Data errors can happen in several ways. For instance, capturing dates in the “mm dd yy” format when your database is programmed with “yy dd mm” settings can affect your data’s validity. It’s essential to subject your business processes to the required value attributes established by your policies. A key metric of data validity can be the percentage change of data that has values within the domain of acceptable values.
The number of times you can access data whenever you need it is crucial in generating efficient business outcomes. Data timelines measure the difference between the expected time for information delivery and the actual time the information becomes available for use. Business analysts and decision-makers prioritize the timeliness aspect of data quality to enhance their competitiveness in their industries.
Suppose you’re competing with another company to gain the largest market share of your industry.
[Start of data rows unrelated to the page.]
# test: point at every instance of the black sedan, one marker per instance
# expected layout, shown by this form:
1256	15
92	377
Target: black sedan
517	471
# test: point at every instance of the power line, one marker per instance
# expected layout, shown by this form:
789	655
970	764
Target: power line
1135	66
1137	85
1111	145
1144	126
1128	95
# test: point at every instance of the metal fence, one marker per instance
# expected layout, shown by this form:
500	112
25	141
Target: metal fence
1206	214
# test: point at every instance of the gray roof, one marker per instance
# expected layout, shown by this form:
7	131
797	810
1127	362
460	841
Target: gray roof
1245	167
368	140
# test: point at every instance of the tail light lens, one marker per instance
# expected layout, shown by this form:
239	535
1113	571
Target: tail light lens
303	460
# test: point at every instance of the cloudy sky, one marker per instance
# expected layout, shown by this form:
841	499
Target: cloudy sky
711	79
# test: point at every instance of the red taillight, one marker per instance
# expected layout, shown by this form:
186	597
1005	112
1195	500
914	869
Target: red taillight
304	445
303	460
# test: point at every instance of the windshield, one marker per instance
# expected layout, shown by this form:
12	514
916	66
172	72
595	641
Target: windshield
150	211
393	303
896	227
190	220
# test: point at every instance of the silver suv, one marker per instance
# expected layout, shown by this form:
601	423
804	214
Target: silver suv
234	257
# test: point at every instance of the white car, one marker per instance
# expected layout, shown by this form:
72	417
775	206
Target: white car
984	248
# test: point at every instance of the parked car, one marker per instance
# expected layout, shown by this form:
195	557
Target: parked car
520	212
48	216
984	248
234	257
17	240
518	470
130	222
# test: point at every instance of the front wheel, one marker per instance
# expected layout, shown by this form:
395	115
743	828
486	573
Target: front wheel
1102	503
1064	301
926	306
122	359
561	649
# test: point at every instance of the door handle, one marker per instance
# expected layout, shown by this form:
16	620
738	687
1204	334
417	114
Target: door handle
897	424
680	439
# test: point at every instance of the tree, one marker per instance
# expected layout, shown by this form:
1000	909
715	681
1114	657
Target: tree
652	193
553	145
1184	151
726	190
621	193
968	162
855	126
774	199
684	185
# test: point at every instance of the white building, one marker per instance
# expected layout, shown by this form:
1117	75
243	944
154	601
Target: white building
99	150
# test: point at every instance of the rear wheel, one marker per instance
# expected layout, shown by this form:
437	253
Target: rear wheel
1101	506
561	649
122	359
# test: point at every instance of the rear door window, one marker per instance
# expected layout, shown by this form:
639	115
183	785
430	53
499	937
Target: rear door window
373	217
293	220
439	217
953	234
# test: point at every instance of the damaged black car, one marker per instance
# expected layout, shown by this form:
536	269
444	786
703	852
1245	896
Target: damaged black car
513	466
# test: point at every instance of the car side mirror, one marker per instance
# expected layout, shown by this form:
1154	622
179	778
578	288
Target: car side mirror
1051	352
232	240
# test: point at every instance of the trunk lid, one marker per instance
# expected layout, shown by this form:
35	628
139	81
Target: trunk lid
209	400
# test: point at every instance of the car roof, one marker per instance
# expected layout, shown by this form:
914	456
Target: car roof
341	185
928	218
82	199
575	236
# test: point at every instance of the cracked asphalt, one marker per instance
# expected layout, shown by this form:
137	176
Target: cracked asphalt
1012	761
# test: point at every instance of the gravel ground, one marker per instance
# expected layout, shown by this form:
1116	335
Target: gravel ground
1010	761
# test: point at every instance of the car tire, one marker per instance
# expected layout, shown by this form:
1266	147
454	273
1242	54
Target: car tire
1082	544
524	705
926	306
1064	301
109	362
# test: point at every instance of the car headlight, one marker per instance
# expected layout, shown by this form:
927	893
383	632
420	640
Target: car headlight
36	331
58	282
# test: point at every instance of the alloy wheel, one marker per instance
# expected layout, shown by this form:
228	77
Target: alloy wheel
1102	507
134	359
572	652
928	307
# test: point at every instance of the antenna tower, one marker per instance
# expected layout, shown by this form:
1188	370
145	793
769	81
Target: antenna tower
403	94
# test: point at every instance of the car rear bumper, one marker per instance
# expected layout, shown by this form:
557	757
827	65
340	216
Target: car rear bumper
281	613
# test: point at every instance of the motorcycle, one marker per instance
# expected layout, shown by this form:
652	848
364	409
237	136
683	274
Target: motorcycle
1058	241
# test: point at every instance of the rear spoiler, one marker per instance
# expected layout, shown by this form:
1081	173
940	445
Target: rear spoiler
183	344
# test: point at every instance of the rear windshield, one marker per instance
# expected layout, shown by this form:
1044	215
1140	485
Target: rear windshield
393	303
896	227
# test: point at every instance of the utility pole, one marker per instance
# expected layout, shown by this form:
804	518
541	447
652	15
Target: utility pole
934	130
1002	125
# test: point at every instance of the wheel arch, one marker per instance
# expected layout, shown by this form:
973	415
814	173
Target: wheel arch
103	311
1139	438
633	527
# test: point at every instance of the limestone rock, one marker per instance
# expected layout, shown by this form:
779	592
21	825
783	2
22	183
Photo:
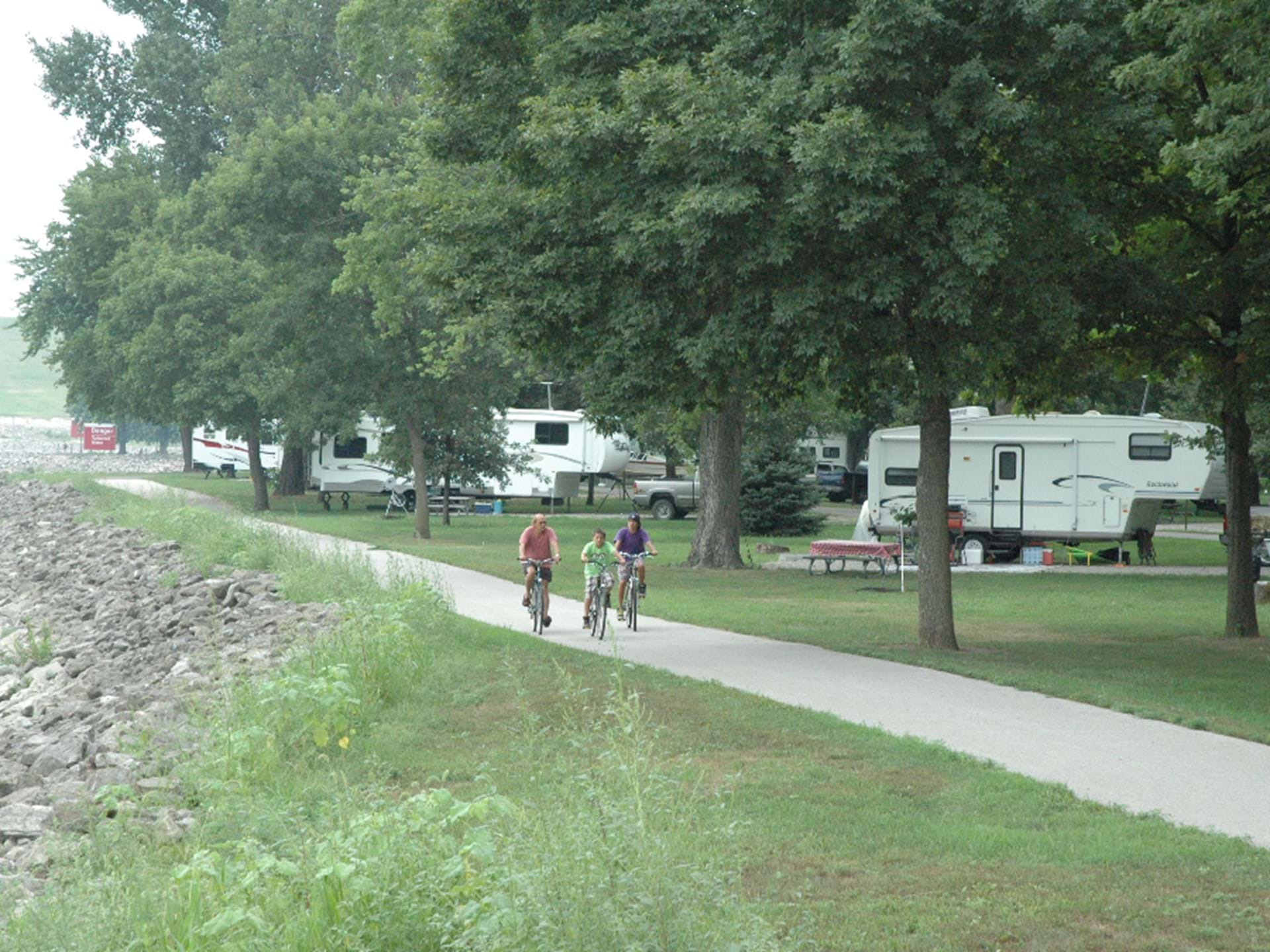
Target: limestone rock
23	822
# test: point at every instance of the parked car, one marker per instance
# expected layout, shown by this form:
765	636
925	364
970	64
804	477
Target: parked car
1260	539
666	498
839	483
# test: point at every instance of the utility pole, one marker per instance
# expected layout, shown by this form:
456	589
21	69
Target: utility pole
548	385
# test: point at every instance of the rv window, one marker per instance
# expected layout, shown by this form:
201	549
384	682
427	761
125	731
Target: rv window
1150	446
352	450
901	477
553	434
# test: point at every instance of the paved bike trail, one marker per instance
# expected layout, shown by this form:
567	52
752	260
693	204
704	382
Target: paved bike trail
1189	777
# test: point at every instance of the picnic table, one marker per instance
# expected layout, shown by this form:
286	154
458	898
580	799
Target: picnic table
459	506
841	551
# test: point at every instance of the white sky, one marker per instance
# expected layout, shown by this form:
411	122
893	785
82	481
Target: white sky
41	154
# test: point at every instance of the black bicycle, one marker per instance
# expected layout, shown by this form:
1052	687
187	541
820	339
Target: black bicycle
632	604
536	594
600	600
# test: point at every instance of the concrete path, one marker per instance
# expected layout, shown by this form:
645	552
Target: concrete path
1191	777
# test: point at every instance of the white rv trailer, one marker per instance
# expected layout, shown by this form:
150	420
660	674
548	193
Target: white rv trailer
343	465
563	448
828	448
215	452
1050	477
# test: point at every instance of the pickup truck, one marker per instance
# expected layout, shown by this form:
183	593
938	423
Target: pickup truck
666	498
1260	537
839	484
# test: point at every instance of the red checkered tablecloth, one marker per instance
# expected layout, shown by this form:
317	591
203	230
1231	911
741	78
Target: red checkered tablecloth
846	547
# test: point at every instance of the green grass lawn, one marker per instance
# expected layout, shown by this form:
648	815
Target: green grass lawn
28	387
843	838
1147	645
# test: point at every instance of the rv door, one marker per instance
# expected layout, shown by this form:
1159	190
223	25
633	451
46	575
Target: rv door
1007	488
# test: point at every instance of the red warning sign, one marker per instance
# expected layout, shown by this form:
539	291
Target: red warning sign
99	436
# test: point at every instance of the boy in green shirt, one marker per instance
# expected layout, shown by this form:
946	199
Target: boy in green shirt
599	551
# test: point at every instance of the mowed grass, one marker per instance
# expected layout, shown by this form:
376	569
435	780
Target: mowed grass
843	838
1141	644
28	387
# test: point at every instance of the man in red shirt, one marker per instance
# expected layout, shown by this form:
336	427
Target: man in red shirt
539	542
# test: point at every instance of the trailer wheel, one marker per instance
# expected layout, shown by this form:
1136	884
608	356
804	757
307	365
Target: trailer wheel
665	508
973	543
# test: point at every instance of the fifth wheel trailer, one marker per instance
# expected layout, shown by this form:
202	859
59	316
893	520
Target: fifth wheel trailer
215	452
1049	477
560	444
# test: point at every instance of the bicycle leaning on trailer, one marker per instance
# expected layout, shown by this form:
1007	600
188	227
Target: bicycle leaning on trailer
630	608
536	594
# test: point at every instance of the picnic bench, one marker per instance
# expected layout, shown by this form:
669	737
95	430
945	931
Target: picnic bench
842	551
459	506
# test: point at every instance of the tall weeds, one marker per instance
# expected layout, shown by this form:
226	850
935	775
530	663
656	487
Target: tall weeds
302	843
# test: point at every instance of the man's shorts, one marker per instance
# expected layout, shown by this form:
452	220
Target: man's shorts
545	571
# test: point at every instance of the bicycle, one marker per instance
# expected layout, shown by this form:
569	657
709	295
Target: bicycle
632	606
600	600
536	600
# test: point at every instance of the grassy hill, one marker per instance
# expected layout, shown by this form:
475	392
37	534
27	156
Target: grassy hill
27	387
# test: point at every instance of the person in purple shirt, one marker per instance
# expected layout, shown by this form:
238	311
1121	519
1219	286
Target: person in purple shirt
632	541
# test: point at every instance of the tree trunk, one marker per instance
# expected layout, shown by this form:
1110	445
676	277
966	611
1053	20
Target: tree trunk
716	541
1241	610
259	483
291	474
419	466
934	573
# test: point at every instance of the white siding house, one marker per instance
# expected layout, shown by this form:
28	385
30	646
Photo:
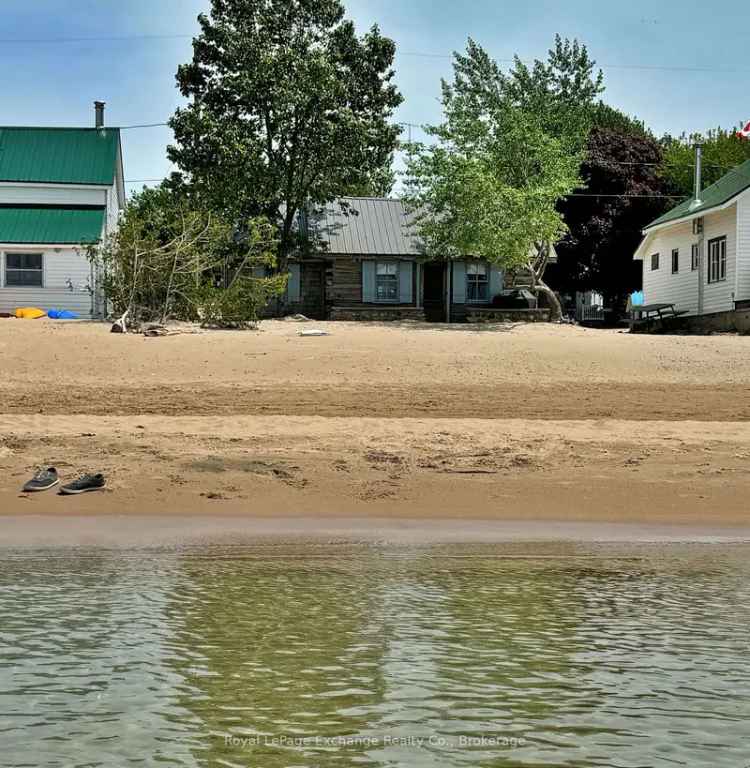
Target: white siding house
697	256
61	190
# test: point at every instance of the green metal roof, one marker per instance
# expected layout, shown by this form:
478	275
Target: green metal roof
727	187
59	155
51	226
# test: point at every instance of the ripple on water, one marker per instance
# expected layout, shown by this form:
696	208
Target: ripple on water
374	657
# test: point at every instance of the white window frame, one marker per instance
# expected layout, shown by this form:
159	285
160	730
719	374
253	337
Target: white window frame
390	278
717	260
476	279
20	252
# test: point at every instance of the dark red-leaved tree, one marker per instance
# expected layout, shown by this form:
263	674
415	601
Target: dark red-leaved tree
624	193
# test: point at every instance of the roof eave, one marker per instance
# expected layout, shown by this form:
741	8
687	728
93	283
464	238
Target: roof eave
698	214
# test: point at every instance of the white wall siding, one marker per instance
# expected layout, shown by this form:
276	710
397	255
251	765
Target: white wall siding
660	285
719	297
682	289
66	277
743	248
19	194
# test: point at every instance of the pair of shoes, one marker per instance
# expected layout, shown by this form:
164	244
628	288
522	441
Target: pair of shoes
48	478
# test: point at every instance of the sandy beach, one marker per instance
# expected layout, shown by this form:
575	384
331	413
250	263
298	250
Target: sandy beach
387	422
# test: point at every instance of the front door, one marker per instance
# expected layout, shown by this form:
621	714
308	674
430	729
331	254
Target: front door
433	291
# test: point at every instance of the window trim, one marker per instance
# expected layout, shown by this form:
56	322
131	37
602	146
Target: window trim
5	268
397	276
721	261
474	281
695	256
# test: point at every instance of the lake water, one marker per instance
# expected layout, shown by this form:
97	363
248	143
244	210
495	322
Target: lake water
375	656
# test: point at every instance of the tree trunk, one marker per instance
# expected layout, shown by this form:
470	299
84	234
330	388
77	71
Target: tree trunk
537	269
554	303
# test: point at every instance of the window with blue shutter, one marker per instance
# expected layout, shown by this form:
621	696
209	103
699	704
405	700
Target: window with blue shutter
293	286
405	282
459	282
368	282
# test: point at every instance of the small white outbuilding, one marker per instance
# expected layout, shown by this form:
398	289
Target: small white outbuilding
697	255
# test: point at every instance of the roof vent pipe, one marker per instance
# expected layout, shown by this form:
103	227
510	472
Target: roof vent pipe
99	112
698	173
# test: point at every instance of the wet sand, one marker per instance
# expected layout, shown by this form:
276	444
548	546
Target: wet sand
532	426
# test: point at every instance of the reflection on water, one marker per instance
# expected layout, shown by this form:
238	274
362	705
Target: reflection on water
346	656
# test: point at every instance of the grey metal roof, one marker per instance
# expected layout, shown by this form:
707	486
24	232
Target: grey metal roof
366	226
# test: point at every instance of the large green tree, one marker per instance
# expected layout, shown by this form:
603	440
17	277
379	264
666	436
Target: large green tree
508	150
288	106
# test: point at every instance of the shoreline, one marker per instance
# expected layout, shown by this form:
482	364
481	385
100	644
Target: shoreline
43	531
274	468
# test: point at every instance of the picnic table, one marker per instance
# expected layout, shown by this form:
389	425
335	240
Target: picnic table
646	314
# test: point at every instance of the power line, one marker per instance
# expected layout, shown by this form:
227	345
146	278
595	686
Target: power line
98	39
417	54
640	197
655	67
143	125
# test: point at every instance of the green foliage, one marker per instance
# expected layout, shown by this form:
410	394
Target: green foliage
288	106
237	305
509	148
722	151
607	118
169	260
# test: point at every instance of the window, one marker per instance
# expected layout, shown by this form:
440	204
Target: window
695	256
477	283
717	260
386	281
23	269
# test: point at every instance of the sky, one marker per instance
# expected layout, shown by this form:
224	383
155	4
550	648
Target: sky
679	66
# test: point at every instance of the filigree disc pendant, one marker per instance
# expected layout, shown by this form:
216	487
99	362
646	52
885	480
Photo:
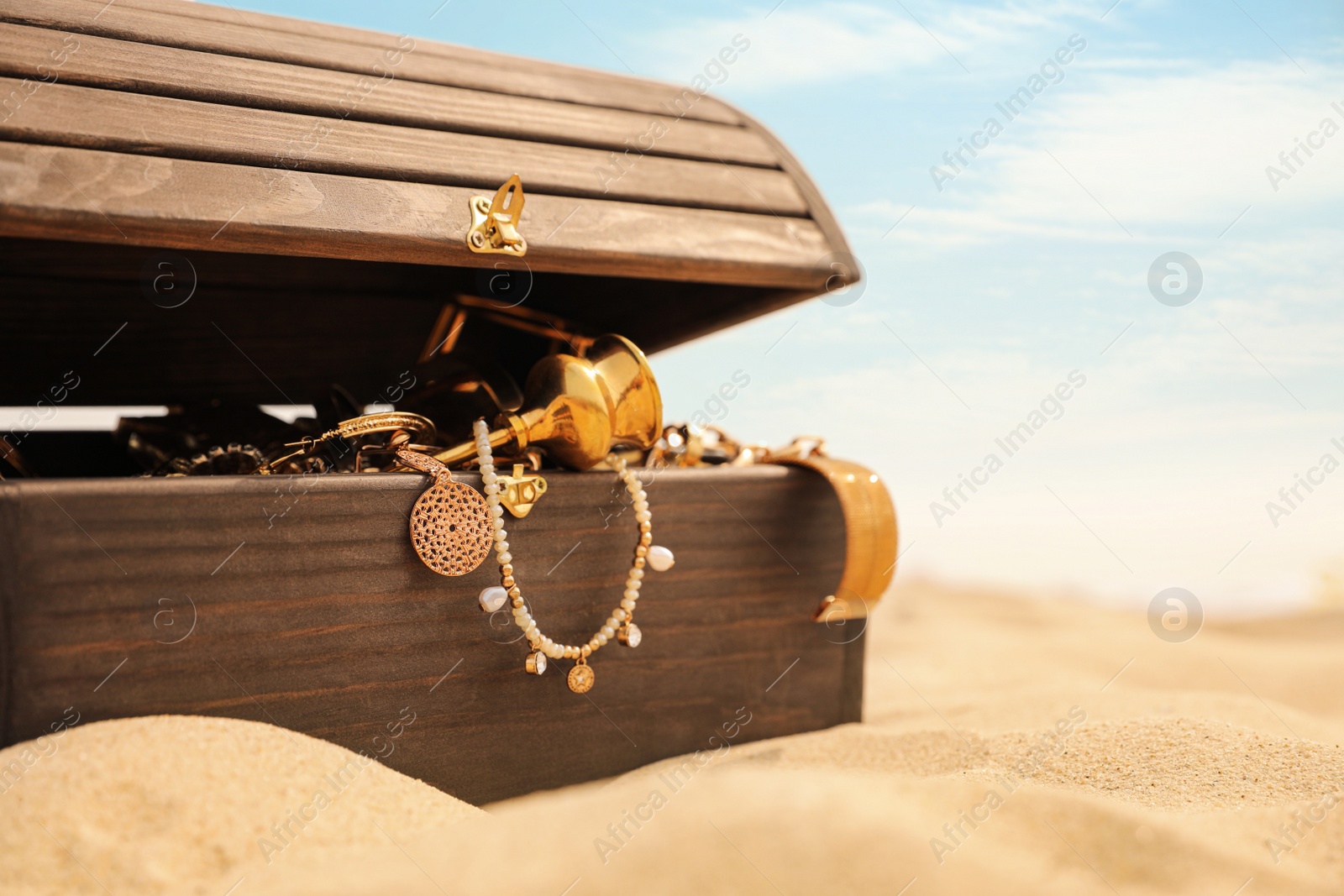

Industry growth focuses on different factors, and changes happen frequently. You’ll need effective software systems to help you understand the changes as they occur. Your competitor gaining real-time insights faster can tailor their strategies to enjoy competitive advantage benefits over your business. For this reason, many businesses today invest in business intelligence systems, increasing their access to effective data analytics.
Data consistency is the process of keeping information uniform as your data moves between different points. Ultimately, data consistency ensures different sources keep the same data without any mismatched values. Businesses can measure data consistency in three categories: point-in-time, transaction, and application consistency. You can use online utilities like CHECK DAT and CHECK INDEX to improve the effectiveness of your efforts.
All in all, these key performance indicators can be a great way to ensure data quality and integrity.